Cianjur merupakan salah satu kabupaten di Jawa Barat yang menjadi lokasi pengembangan bawang putih. Pada tahun 2019, Kabupaten Cianjur memperoleh alokasi APBN untuk kawasan bawang putih seluas 250 ha. Lokasi kawasan tersebar di beberapa kecamatan antara lain Cipanas, Pacet, Cugenang, Gekbrong, Campakamulya, Takokak, Sukaresmi, Campaka, Warungkondang, dan Cibinong. Wilayah tersebut dipilih karena memiliki iklim sejuk dan ketinggian di atas 1000 m dpl yang potensial jika dikembangkan sebagai lokasi budidaya bawang putih.

901111-12_07022020_1581089335_kris-2


Sebelumnya pada tahun 2018 di Kabupaten Cianjur juga telah merealisasikan pengembangan bawang putih untuk kawasan APBN dan wajib tanam importir. Hasil produksi bawang putih tahun 2018 tersebut digunakan sebagai benih untuk program pengembangan bawang putih di tahun 2019. Namun berdasarkan hasil evaluasi dan laporan dari petani mitra, sebagian pertanaman bawang putih ada yang terserang OPT dan ditakutkan dapat menurunkan produksi.

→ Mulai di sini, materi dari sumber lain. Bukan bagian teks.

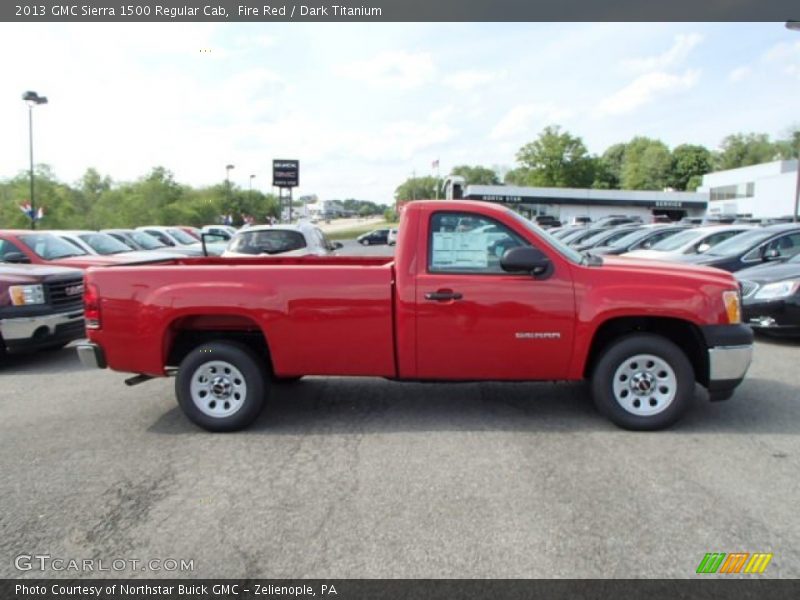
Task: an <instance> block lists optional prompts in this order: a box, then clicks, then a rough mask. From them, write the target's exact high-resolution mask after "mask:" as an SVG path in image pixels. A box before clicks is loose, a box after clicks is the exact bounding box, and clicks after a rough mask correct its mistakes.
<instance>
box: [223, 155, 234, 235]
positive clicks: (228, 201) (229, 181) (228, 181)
mask: <svg viewBox="0 0 800 600" xmlns="http://www.w3.org/2000/svg"><path fill="white" fill-rule="evenodd" d="M235 168H236V167H235V166H234V165H225V196H226V198H227V200H228V207H227V209H228V210H231V169H235ZM227 220H228V216H227V215H225V221H226V222H225V224H226V225H230V224H231V223H228V222H227Z"/></svg>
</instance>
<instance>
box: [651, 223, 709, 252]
mask: <svg viewBox="0 0 800 600" xmlns="http://www.w3.org/2000/svg"><path fill="white" fill-rule="evenodd" d="M707 235H708V232H705V231H697V230H696V229H687V230H686V231H681V232H680V233H676V234H675V235H671V236H669V237H668V238H666V239H664V240H661V241H660V242H658V243H657V244H653V247H652V248H650V249H651V250H656V251H658V252H671V251H673V250H677V249H678V248H681V247H683V246H685V245H686V244H691V243H692V242H693V241H695V240H699V239H701V238H703V237H705V236H707Z"/></svg>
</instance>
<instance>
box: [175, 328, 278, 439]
mask: <svg viewBox="0 0 800 600" xmlns="http://www.w3.org/2000/svg"><path fill="white" fill-rule="evenodd" d="M267 385H268V381H267V376H266V370H265V369H264V368H263V367H262V365H261V364H260V363H259V361H258V359H257V358H256V357H255V356H254V355H253V353H252V352H251V351H250V349H249V348H248V347H247V346H245V345H243V344H238V343H236V342H227V341H225V342H210V343H206V344H202V345H201V346H198V347H197V348H195V349H194V350H192V351H191V352H189V354H187V355H186V357H185V358H184V359H183V361H181V364H180V367H179V369H178V375H177V377H176V378H175V395H176V396H177V397H178V404H179V405H180V407H181V409H182V410H183V412H184V414H186V416H187V417H188V418H189V419H190V420H191V421H192V422H194V423H196V424H197V425H199V426H200V427H202V428H204V429H207V430H208V431H236V430H238V429H242V428H244V427H247V426H248V425H250V424H251V423H252V422H253V421H255V419H256V417H258V414H259V413H260V412H261V409H262V408H263V406H264V395H265V392H266V389H267Z"/></svg>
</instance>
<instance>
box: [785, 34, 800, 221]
mask: <svg viewBox="0 0 800 600" xmlns="http://www.w3.org/2000/svg"><path fill="white" fill-rule="evenodd" d="M786 29H789V30H790V31H800V21H786ZM798 208H800V153H798V156H797V181H796V182H795V184H794V213H792V220H793V221H794V222H795V223H797V220H798V215H797V209H798Z"/></svg>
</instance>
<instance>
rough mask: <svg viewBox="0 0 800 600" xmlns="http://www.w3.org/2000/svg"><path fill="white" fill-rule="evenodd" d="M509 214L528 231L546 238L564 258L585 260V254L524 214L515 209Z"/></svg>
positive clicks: (575, 260) (574, 260)
mask: <svg viewBox="0 0 800 600" xmlns="http://www.w3.org/2000/svg"><path fill="white" fill-rule="evenodd" d="M508 214H510V215H511V216H512V217H513V218H514V219H515V220H516V221H517V222H518V223H521V224H522V226H523V227H524V228H525V229H527V230H528V231H531V232H533V233H534V234H536V235H537V236H539V237H541V238H544V239H546V240H547V242H548V243H549V244H550V245H551V246H552V247H553V248H555V250H556V252H558V253H559V254H560V255H561V256H563V257H564V258H566V259H568V260H571V261H572V262H575V263H581V262H583V260H584V256H583V254H581V253H580V252H578V251H577V250H573V249H572V248H570V247H569V246H567V245H566V244H564V242H562V241H561V240H559V239H558V238H555V237H553V236H552V235H550V234H549V233H547V232H546V231H545V230H544V229H542V228H541V227H539V226H537V225H535V224H534V223H532V222H531V221H529V220H528V219H526V218H525V217H523V216H522V215H520V214H518V213H515V212H514V211H513V210H510V209H509V210H508Z"/></svg>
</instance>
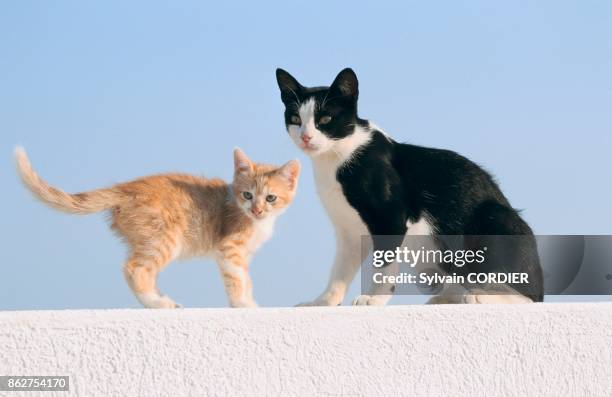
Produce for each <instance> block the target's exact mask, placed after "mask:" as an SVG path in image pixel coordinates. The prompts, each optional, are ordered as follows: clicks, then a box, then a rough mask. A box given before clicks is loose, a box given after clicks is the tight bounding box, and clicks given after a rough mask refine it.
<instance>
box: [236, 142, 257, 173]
mask: <svg viewBox="0 0 612 397" xmlns="http://www.w3.org/2000/svg"><path fill="white" fill-rule="evenodd" d="M251 171H253V163H252V162H251V160H249V158H248V157H247V155H246V154H244V152H243V151H242V149H240V148H236V149H234V172H236V173H238V174H248V173H250V172H251Z"/></svg>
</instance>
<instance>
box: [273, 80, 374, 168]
mask: <svg viewBox="0 0 612 397" xmlns="http://www.w3.org/2000/svg"><path fill="white" fill-rule="evenodd" d="M276 80H277V82H278V86H279V88H280V91H281V100H282V101H283V103H284V104H285V125H286V127H287V131H288V132H289V135H290V136H291V139H293V141H294V142H295V144H296V145H297V146H298V147H299V148H300V149H302V150H303V151H304V152H305V153H307V154H308V155H310V156H317V155H320V154H322V153H325V152H327V151H329V150H332V149H333V148H334V146H335V144H336V143H337V142H338V141H340V140H342V139H343V138H346V137H347V136H349V135H351V134H352V133H353V131H354V128H355V127H356V126H358V125H361V124H363V123H364V121H363V120H360V119H359V118H358V117H357V97H358V95H359V90H358V81H357V76H356V75H355V72H353V70H352V69H350V68H346V69H344V70H342V71H341V72H340V73H339V74H338V76H336V78H335V79H334V82H333V83H332V84H331V86H329V87H312V88H307V87H304V86H302V85H301V84H300V83H298V81H297V80H296V79H295V78H294V77H293V76H291V75H290V74H289V73H287V72H286V71H284V70H283V69H276Z"/></svg>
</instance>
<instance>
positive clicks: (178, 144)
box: [0, 1, 612, 309]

901111-12_07022020_1581089326_kris-1

Oleh sebab itu, tim dari Ditjen Hortikultura bersama Dinas Pertanian Kabupaten Cianjur melakukan pemantauan dan pengambilan sampel untuk uji identifikasi OPT di beberapa kecamatan seperti Cipanas, Cugenang, Campaka Mulya, Sukanagara, dan Takokak. Berdasarkan hasil pemantauan, pertanaman bawang putih di sejumlah wilayah yang dikunjungi pertumbuhannya tidak seragam, mengalami malformasi, daun menguning, dan kerdil. Pengambilan sampel rumpun dan tanah dilakukan untuk memastikan jenis OPT yang menyerang pertanaman bawang putih sehingga nantinya dapat diputuskan langkah pengendalian yang tepat. Menurut keterangan petani, bawang putih yang ditanam merupakan varietas lokal seperti Sangga Sembalun dan Lumbu Kuning. Benih tersebut berasal dari penangkar benih bawang putih di Cianjur (Gapoktan Mujagi), Lombok Timur, dan Temanggung.


Nadra dari Ditjen Hortikultura, menyarankan kepada Dinas Pertanian Kab. Cianjur untuk selalu memperhatikan kesehatan benih yang digunakan. Selain itu petani juga perlu melakukan tindakan pengendalian secara pre-emptif seperti perendaman benih dengan PGPR sebelum tanam, aplikasi agens hayati Trichoderma sp. pada lahan, pengendalian gulma, dan pemupukan yang tepat.